The guidelines do say "no site is guaranteed a listing."
What it takes is: provide enough unique content. Make the unique content obvious. There is very very seldom anything else involved.
The definition of "unique" is pretty simple, with one point that is better understood by the general public than the marketroid dens, and one wrinkle that is vaguely alluded to and strongly emphasized (interesting rhetorical trick, that!) in the submittal guidelines.
(1) There is no such thing as unique advertising, promotion, marketing copywriting, etc. All that can be unique is actual information about the product offered. No unique product or service == no unique content. Most of the world understands this, but marketers understandably don't appreciate it, which is fine with us. Another way to say this is: content is information, not persuasion.
(2) An entity is assumed to have one website on a "topic", with the definition of "topic" very broad in "Shopping" and narrow in, say, Arts/Literature/Authors.
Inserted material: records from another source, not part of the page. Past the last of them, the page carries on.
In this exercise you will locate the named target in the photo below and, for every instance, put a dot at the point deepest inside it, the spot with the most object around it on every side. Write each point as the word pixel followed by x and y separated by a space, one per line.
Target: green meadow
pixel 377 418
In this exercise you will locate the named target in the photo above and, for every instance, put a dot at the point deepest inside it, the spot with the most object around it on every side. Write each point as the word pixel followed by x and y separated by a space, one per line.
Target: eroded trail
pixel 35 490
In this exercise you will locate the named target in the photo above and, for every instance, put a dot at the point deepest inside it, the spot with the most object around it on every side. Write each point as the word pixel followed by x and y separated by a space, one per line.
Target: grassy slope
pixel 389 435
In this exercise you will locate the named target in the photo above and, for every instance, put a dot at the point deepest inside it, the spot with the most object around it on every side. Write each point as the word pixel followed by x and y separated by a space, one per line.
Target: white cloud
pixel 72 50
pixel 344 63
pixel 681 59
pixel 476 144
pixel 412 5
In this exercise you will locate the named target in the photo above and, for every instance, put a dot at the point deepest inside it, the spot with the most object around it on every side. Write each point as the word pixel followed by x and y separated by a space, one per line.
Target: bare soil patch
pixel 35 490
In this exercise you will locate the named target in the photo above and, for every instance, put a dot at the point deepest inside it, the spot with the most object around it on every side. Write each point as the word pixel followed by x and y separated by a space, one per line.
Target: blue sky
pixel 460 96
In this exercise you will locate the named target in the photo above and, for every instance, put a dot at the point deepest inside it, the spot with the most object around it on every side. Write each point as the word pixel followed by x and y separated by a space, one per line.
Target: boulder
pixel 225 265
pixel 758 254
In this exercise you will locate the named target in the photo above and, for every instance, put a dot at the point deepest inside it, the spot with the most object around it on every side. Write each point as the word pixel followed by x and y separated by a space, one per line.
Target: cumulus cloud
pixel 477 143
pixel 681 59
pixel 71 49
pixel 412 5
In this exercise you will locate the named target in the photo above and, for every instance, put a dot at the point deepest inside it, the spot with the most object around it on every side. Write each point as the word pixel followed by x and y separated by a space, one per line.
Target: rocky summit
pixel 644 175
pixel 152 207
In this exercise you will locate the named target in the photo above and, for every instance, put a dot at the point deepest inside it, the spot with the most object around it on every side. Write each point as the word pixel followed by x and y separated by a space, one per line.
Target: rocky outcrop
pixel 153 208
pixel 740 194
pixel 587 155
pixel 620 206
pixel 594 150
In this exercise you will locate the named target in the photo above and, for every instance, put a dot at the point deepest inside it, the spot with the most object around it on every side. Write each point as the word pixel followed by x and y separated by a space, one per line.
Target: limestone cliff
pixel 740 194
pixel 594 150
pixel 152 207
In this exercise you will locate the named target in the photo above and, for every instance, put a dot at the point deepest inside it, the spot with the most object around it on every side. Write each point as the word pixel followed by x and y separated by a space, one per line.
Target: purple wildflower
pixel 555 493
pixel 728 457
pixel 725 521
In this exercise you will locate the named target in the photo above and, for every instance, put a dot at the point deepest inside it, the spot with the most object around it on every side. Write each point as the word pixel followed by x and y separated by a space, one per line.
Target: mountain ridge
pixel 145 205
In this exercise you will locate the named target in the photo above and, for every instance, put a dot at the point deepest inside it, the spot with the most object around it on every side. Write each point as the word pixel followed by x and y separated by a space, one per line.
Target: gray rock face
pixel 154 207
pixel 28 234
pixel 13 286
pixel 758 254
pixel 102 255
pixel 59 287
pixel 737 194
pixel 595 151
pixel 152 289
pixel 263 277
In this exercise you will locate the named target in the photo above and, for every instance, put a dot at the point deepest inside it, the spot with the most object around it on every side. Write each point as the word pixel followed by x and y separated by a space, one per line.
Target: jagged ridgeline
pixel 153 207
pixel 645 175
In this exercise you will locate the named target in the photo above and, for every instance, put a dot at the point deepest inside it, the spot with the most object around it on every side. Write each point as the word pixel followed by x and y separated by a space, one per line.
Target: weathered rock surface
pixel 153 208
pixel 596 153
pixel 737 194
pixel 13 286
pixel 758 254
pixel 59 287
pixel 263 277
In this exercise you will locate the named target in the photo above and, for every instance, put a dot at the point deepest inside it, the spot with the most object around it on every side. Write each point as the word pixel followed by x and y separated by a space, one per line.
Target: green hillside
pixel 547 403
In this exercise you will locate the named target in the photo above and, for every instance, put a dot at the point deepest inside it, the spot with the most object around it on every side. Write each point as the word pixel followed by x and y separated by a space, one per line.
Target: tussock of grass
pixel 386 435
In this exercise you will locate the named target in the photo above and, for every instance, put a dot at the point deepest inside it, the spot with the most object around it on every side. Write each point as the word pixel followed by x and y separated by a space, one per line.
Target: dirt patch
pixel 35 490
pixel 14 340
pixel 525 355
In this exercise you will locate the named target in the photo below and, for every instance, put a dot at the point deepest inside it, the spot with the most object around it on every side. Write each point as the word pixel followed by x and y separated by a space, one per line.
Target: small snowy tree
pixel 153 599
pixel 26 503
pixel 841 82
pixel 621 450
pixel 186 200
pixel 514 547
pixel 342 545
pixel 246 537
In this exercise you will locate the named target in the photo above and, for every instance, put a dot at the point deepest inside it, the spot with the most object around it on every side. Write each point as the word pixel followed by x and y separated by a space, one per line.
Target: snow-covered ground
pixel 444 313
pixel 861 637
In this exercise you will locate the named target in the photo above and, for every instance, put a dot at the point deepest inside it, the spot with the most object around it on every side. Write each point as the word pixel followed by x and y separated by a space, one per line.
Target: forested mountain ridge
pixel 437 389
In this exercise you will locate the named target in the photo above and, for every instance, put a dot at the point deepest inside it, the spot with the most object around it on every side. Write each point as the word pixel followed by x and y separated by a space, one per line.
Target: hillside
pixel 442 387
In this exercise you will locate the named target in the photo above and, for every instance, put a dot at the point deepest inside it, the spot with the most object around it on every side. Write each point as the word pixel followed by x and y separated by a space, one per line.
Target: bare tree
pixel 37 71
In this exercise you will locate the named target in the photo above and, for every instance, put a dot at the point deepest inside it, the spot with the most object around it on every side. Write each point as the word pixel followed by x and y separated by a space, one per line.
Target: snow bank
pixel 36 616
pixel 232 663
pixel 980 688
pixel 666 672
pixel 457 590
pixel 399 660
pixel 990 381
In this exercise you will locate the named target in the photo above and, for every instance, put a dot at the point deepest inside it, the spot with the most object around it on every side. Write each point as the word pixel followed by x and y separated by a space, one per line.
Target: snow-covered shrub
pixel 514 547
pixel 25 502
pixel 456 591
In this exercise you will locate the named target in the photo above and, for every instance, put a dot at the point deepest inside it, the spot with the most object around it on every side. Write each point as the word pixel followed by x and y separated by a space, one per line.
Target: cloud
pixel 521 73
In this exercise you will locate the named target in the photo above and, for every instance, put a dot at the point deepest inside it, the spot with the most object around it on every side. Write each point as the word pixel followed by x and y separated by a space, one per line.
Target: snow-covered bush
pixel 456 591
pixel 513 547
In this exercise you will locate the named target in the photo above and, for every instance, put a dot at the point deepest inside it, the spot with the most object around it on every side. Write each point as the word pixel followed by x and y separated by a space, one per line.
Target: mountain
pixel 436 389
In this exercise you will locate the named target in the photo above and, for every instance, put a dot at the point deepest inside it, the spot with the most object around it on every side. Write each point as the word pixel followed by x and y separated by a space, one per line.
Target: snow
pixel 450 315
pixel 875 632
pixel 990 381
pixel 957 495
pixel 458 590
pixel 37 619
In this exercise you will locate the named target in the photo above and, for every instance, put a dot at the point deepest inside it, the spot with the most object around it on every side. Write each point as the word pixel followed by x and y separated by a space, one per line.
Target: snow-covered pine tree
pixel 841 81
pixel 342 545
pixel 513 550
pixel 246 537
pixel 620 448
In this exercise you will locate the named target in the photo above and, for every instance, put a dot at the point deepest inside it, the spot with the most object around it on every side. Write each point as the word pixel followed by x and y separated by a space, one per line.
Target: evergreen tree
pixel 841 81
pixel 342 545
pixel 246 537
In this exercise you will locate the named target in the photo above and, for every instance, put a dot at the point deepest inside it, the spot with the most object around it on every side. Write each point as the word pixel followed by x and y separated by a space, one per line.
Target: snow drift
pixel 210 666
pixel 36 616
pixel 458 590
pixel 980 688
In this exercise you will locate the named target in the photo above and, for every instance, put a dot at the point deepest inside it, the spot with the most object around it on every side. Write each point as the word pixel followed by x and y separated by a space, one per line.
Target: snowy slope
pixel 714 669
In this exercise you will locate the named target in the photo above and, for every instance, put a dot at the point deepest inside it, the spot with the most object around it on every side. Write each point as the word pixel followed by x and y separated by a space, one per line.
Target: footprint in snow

Our assumption is that all of the entity's content is linked together, and we'll post one link to it all. This surprises some web marketers, but it is a very very important point for us. (So even if you presented all unique content on site A, and different unique content on site B, we'd only list one of them.) This is easy enough for people to deal with: one umbrella sites pointing to all the other sites, and all the others linking back to the umbrella. We would consider listing the umbrella.
[Caveat: I haven't looked at the site recently if at all, so these are genuine generalities. All or none may be applicable to any particular rejected site.]
One final point: there is basically never (well, hardly ever) anything to be done about a rejection. This follows pretty directly from our definition of "unique content." Another way of looking at it is: the site serves your purpose, OK: it doesn't serve ours, so ours doesn't list to it, OK. There's room for more than two purposes on the web, and you're welcome to all of it that's devoted to your purpose.